On this day in labor history, the year was 1918.

That was the day streetcar workers in Kansas City walked off the job.

It was the third strike since August 1917. Workers had previously struck for union recognition and joined the city general strike that Spring.

By summer, the city was so desperate for wartime labor, the transit company began hiring women. Though women faced initial opposition, by fall, the union demanded they receive equal pay for equal work.

The company had been paying them $15 dollars less a month than their male coworkers. The Amalgamated filed charges with the National War Labor Board, demanding a general wage increase and equal wages for women.

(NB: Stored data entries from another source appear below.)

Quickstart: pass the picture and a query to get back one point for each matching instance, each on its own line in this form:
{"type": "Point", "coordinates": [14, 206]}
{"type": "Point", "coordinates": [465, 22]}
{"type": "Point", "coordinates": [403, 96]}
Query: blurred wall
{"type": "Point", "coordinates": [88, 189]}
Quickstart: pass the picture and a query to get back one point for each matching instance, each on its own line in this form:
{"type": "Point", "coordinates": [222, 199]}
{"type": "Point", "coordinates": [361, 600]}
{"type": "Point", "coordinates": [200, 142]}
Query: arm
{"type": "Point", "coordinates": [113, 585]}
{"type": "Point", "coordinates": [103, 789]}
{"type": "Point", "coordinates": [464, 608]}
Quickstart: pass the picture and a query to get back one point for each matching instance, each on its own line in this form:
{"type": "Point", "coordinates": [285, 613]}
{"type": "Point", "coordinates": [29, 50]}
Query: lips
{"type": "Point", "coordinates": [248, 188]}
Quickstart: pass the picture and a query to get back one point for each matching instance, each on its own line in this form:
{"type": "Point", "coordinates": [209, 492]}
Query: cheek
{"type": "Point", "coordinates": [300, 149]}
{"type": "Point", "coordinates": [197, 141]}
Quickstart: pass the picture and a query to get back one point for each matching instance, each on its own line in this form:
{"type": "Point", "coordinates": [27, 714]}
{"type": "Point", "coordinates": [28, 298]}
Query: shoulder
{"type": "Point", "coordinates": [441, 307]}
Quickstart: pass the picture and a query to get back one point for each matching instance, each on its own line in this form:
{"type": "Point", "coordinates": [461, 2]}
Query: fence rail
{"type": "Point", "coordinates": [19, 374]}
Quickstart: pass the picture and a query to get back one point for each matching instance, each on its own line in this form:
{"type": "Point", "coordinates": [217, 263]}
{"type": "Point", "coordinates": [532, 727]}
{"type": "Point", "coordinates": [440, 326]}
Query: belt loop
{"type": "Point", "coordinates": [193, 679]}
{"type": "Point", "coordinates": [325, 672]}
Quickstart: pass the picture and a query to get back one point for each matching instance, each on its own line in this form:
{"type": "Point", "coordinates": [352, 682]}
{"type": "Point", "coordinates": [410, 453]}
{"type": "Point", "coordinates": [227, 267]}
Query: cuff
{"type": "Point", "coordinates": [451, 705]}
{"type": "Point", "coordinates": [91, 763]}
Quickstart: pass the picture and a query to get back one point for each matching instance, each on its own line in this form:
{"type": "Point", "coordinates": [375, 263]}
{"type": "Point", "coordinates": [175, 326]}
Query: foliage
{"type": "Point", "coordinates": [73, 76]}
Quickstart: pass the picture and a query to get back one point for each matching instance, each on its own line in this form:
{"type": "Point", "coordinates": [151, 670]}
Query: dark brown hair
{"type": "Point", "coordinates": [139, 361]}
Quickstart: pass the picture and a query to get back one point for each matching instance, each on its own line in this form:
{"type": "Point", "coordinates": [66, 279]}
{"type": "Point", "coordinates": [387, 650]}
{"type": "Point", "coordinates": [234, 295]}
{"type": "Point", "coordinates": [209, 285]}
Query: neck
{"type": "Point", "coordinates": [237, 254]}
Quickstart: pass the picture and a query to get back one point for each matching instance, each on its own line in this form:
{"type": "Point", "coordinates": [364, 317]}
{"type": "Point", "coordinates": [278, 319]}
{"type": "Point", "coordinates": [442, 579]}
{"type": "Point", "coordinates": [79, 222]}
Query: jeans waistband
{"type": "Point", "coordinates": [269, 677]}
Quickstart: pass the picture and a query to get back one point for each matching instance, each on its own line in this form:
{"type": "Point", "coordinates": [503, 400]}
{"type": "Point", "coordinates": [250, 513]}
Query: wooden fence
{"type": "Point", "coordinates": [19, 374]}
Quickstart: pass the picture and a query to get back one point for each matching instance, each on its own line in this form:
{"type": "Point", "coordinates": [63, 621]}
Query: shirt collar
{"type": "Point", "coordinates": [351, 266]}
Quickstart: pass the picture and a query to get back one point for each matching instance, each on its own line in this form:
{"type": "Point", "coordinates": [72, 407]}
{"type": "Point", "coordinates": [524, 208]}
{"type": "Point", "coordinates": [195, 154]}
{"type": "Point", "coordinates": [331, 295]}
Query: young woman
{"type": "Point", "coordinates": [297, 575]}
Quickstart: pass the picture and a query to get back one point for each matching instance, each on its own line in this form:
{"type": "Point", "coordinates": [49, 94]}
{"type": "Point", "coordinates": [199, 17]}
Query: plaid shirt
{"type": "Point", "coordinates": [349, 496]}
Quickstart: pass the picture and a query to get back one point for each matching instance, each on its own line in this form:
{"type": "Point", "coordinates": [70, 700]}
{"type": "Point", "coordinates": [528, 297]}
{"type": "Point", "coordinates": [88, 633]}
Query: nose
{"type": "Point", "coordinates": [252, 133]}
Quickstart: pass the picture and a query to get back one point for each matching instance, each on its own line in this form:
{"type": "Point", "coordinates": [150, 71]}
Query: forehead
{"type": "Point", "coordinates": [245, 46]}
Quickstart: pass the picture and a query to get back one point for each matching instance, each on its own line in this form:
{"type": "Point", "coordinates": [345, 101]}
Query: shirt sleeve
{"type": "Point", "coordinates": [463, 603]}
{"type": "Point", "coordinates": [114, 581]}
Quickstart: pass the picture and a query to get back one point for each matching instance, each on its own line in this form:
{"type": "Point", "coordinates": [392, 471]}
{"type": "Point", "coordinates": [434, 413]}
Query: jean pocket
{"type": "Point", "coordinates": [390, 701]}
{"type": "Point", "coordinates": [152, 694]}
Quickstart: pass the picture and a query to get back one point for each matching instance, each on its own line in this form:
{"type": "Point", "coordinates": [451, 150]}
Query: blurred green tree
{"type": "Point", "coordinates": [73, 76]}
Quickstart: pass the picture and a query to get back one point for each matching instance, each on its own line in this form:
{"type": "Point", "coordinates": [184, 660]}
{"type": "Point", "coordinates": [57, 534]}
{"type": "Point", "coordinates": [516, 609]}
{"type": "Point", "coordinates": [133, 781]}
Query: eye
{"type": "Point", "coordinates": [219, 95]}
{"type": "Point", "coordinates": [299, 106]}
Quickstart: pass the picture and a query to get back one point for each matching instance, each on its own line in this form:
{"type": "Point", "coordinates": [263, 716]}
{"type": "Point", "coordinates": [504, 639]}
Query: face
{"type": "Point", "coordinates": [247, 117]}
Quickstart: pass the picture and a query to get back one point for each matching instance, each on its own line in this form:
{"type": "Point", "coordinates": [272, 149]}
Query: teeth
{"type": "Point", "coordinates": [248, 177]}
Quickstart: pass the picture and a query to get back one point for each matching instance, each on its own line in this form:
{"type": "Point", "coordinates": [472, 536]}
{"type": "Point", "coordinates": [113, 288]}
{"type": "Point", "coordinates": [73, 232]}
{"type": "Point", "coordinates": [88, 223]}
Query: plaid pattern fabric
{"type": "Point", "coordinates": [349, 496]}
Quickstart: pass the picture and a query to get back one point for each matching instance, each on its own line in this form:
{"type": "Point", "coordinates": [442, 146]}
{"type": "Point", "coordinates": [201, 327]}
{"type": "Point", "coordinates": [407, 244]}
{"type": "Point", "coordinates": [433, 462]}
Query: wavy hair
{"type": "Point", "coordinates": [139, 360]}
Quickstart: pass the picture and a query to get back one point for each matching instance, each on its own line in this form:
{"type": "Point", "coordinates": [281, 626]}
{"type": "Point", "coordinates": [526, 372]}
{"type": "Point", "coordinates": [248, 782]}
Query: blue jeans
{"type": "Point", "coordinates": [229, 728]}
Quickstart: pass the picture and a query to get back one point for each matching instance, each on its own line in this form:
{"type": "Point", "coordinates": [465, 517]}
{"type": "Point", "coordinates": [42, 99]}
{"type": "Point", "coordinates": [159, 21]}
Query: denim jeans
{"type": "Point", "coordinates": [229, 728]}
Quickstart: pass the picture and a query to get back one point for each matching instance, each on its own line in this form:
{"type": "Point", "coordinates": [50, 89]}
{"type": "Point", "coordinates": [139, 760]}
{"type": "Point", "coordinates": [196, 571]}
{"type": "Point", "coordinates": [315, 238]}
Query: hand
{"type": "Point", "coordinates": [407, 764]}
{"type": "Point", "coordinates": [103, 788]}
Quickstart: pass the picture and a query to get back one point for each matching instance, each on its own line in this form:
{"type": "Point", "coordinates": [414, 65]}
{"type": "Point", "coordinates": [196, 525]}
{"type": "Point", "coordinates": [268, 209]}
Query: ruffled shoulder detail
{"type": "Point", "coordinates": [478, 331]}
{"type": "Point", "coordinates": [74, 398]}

The Board quickly ruled in the union’s favor. But Kansas City Railway refused to abide by the decision. On this day, 2675 men and 127 women walked off the job, demanding the company honor the board’s ruling. Instead the company hired scabs.

In the rush to restore service, the company failed to properly train the scab drivers and a number of streetcar crashes reduced the transit company’s fleet by 300 cars. According to Maurine Weiner Greenwald, author of Women, War and Work, the company alleged in the press that the strike was an attack against the entire community.

On the Missouri side, state militia guarded the strikebreakers while U.S. Marshals guarded rail tracks on the Kansas side.

By April 1919, “a federal grand jury indicted union leaders for obstructing a vital industry during wartime,” even though the war had been over for six months!

By May, the strike was lost and the union busted. It would take another 20 years before Kansas City Transit would finally be organized.